Nina Fischer & Maroan El Sani leben in Berlin und kennen die Clubs. Doch ihre Arbeit für die Manifesta zeigt nicht die Nacht, wenn der Club brummt und die Szene lebt. Sie fotografieren die Eingänge am Tag, wenn die Türen geschlossen sind und die Besucher noch ihren Rausch ausschlafen oder gerade peinlich berührt neben einer Person aufwachen, die am Abend vorher noch etwas anders aussah.

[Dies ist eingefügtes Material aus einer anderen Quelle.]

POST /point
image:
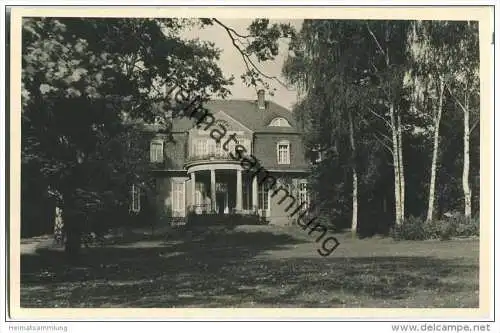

Die verrammelten Türen, dunklen Hinterhofflure, diskreten Treppen und schiefen Tore wirken, als hätten sie selbst einen gehörigen Kater und scheuten das Tageslicht, weil es zu sehr in den Augen brennt. Nichts vermittelt sich mehr vom lebendigen Treiben der Nacht. Kein Hinweis gibt Hilfestellung, dass es sich hier um den Zugang zu einer begehrenswerten Welt handelt. Es sind vergitterte Abgänge mitten auf einem Straßenbahnsteig, mit Ketten verrammelte Blechtore, die sich - halb aus den Angeln gerissen - wie hilfesuchend aneinander lehnen, oder verlotterte, mit Holzplatten vernagelte Türen neben zugemauerten Fenstern. Es sind verlassene, vergessene, leblose Orte ohne Identität mitten in Dreck, bröckelndem Putz und alten Graffiti.
Seit 1993 arbeiten Fischer und El Sani zusammen und spüren mit detektivischer Akribie und bewaffnet mit Fotoapparat, Computer oder Videokamera, der Frage nach: Was bleibt, wenn die Menschen ihr Terrain verlassen haben? Sie selber bezeichnen ihr Vorgehen sehr treffend als "Aura-Forschung". Sie kratzen den Lack von der Oberfläche ab, um zu sehen, was sich verbirgt, um das dahinter Liegende hervortreten zu lassen. In ihrem Film Berlin (sunrise) - 10 Sek. an die Zukunft denken etwa bitten sie junge Menschen beim morgendlichen Verlassen eines Clubs (vielleicht einer der oben erwähnten ?), sich zehn Sekunden darauf zu konzentrieren, was ihnen die Zukunft bringen wird oder soll. Bei dem Blick nach innen fallen die erlernten Posen der Coolness ab. Und für einen Moment kommt etwas zum Vorschein, das sich jenseits von angesagten Kleidungscodes und aufgesetzten Verhaltensmustern bewegt. So ist es wohl auch mit den Eingängen der Phantomclubs: Sie lassen die Maske fallen.